通算700本塁打達成のプホルス 大不振の6月に引退を検討していた

史上4人目の通算700本塁打を達成するなど、2022年レギュラーシーズンの終盤戦を大いに沸かせたアルバート・プホルス(カージナルス)だが、快挙達成の瞬間は訪れない可能性があったようだ。プホルスはメジャーリーグ公式サイトによる取材のなかで「シーズンを全うせずに引退する可能性があった」ことを告白。開幕前には「22年目のシーズンをプレーすべきか何度も自問自答した」というプホルスだが、周囲のサポートもあり、シーズン途中でユニフォームを脱ぐことはなかった。

6月のプホルスは13試合に出場してわずか6安打、打率.158、0本塁打、2打点、OPS.425と悲惨な成績だった。
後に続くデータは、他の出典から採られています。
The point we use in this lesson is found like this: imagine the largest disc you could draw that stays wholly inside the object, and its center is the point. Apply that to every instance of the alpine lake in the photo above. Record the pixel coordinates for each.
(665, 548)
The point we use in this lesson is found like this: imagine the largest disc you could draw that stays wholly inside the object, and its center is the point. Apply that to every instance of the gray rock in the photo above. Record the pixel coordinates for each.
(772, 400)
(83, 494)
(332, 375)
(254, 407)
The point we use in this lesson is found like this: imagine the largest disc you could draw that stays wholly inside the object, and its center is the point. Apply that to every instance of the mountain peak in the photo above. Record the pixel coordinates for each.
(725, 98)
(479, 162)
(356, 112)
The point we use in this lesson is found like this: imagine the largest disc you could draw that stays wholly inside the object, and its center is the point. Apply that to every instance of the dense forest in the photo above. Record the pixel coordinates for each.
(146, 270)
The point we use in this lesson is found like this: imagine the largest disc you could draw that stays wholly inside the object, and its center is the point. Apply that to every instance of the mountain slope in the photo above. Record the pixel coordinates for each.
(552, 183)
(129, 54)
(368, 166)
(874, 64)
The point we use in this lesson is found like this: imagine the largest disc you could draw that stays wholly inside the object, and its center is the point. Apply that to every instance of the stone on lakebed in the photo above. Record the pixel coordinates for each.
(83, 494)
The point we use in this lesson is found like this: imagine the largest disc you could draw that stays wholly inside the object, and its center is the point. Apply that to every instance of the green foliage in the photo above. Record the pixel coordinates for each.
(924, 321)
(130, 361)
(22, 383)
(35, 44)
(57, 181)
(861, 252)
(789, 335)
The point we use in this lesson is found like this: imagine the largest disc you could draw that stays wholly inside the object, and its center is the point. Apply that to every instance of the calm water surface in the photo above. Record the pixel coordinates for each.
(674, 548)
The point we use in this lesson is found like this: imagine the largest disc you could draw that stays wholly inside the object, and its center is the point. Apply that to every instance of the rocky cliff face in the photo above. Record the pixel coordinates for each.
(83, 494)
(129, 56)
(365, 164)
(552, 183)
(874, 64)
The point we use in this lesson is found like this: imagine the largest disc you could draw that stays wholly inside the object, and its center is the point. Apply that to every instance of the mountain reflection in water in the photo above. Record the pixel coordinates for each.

思うようなスイングができず、周囲のサポートがなければシーズン途中での現役引退を決断していた可能性があったという。しかし、プホルスは「頑張ろうって決めたんだ。大不振が1年中続くわけではなく、遅かれ早かれ良い方向に向かうだろうとわかっていたからね」と引退を踏みとどまった。詳細は明らかにされていないものの、シーズン中に決定的な転機があり、プホルスはそこから一気に復調。8月に8本塁打、9月に7本塁打を量産し、最終的には通算703本塁打まで数字を伸ばした。

通算700本塁打のマイルストーンについて無関心を装ってきたプホルスだが、「多くの人々のために達成したいと思っていたから、本当に辛かったんだ」と本音を口にした。「私のことを愛してくれて、私のキャリアをいつも支えてくれる人たちがいる。その人たちのために達成したかった。プレッシャーという言葉は使いたくないけれど、本当に達成したいと思っていた」とプホルス。そうした思いを持っていたからこそ、思うようなスイングができなかった6月はより一層辛かったのかもしれない。

通算700本塁打を達成して喜びを爆発させたプホルスだが、もう1つ目標がある。それはもちろん、カージナルスが11年ぶりのワールドシリーズ制覇を成し遂げることだ。メジャー有数の常勝軍団として知られるカージナルスだが、プホルスがエンゼルスへ移籍した2012年以降は1度も頂点に辿り着いていない。「最後の年だからベストを尽くしたい。そして、そのベストというのは優勝を勝ち取ることだ」とプホルス。大不振を乗り越えて劇的な復活を遂げた42歳のスラッガーはチームを11年ぶりの頂点へと導くことができるのか。球史に残る名打者が有終の美を飾ることができるか注目だ。